Letter to the editor 2, April 7, 2016

Dear Editor,

The week of April 4, 2016, marks the end of the hearings by the Committee on Culture and Education, at the National Assembly, studying the school board reform Bill 86.

Given the bill accentuates the role of parents in a restructured, modernized public school system, it is understandable the last major groups to be heard are the parent groups : English Parents' Committee Association (EPCA), and the Fédération des comités de parents du Québec (FCPQ).

That said, no one can deny the majority Liberal government, which was voted in by over 1.7 million Quebecers, with a mandate to democratize our anachronistic public school system, has been extremely fair to the Anglophone community.

However, various English-speaking groups and school boards, led by the Quebec English School Boards Association (QESBA) have heaped a lot of scorn on the bill, at the hearings, in the media, and via press releases.

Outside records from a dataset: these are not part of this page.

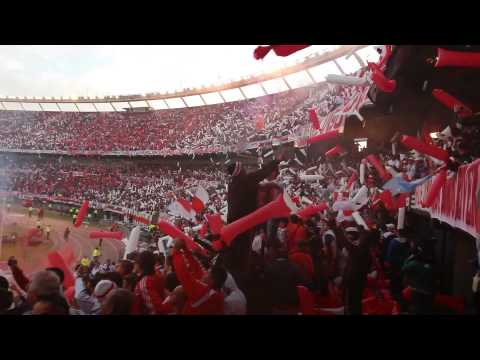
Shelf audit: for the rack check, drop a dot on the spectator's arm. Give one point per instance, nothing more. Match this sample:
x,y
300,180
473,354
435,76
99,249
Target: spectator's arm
x,y
20,277
195,268
264,172
194,288
87,303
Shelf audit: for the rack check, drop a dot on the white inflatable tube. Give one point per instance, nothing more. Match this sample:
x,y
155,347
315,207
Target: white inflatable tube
x,y
346,80
308,178
132,241
401,218
361,197
197,228
307,200
359,220
362,173
392,171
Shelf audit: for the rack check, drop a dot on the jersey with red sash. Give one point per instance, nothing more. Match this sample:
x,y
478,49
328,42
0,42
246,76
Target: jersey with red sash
x,y
149,296
201,298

They claim the bill, "…tramples on minority rights," and if it passes, "students will suffer." They concluded, "the bill belongs in the garbage" (CJAD, CTV) and, "...à la poubelle disent des anglophones " (Le Devoir, Jan 16, 2016).

Contrary to what QESBA claims, it does not speak for the entire community.

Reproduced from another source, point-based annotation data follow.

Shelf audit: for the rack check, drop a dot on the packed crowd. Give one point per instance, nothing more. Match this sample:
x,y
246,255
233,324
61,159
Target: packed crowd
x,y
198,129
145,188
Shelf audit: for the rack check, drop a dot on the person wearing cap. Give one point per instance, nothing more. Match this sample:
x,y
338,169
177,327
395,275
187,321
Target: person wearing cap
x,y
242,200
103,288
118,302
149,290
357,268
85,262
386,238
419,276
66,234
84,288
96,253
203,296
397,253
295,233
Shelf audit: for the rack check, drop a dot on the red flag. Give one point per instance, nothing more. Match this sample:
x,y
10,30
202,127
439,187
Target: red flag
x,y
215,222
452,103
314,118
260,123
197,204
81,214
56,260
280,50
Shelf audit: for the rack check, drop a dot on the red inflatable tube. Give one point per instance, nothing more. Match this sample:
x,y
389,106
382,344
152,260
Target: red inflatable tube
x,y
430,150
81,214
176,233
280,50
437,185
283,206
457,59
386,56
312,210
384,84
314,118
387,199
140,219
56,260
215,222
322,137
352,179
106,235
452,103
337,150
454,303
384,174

In fact, in the last school board elections, 83 per cent of the Anglophone community could not be bothered to vote, and 48 per cent of the seats were acclaimed.

The president, vice-president and the executive-director of the QESBA are not educators; they are professional school board politicians.

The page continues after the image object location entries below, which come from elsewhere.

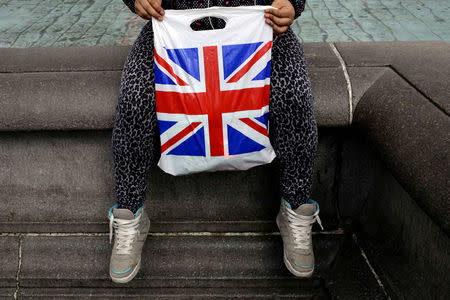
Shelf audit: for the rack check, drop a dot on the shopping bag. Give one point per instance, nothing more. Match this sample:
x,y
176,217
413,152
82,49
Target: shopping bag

Consequently, they cannot appreciate the benefits of Bill 86, especially when the bill calls for no more school board elections and, by extension, no commissioners. Once the bill is passed, commissioners have 15 days to clear out.

No wonder there has been so much bashing of the bill by QESBA with its unlimited financial resources, including a lobby group to stop the bill from passing.

Nonetheless, QESBA and the other English-speaking organizations have been given a disproportionate amount of time to put forth their views at the hearings.

However, the committee has not yet heard one English voice that agrees with all the general principles of the bill.

Allow me.

Bill 86 is forward-looking, parent-friendly with pedagogically-sound initiatives, which, when passed, should make for happier parents truly managing and controlling their schools.

This will be accomplished by these provisions in the draft bill:

(1) the elimination of school board executive committees - the home of board secrecy and menace to real democracy,

(2) the creation of the 'Resource Allocation Committee,' which looks at services, especially for 'special-needs' students, and

(3) the heavy involvement of parents in decision-making at all levels. Indeed, there is no greater democracy than the direct democracy the bill affords.

Premier Philippe Couillard has said," We want to shift the centre of gravity of the system toward the school, the teachers, and the parents.”

No rights will be trampled; no one will suffer; we will survive and thrive with Bill 86.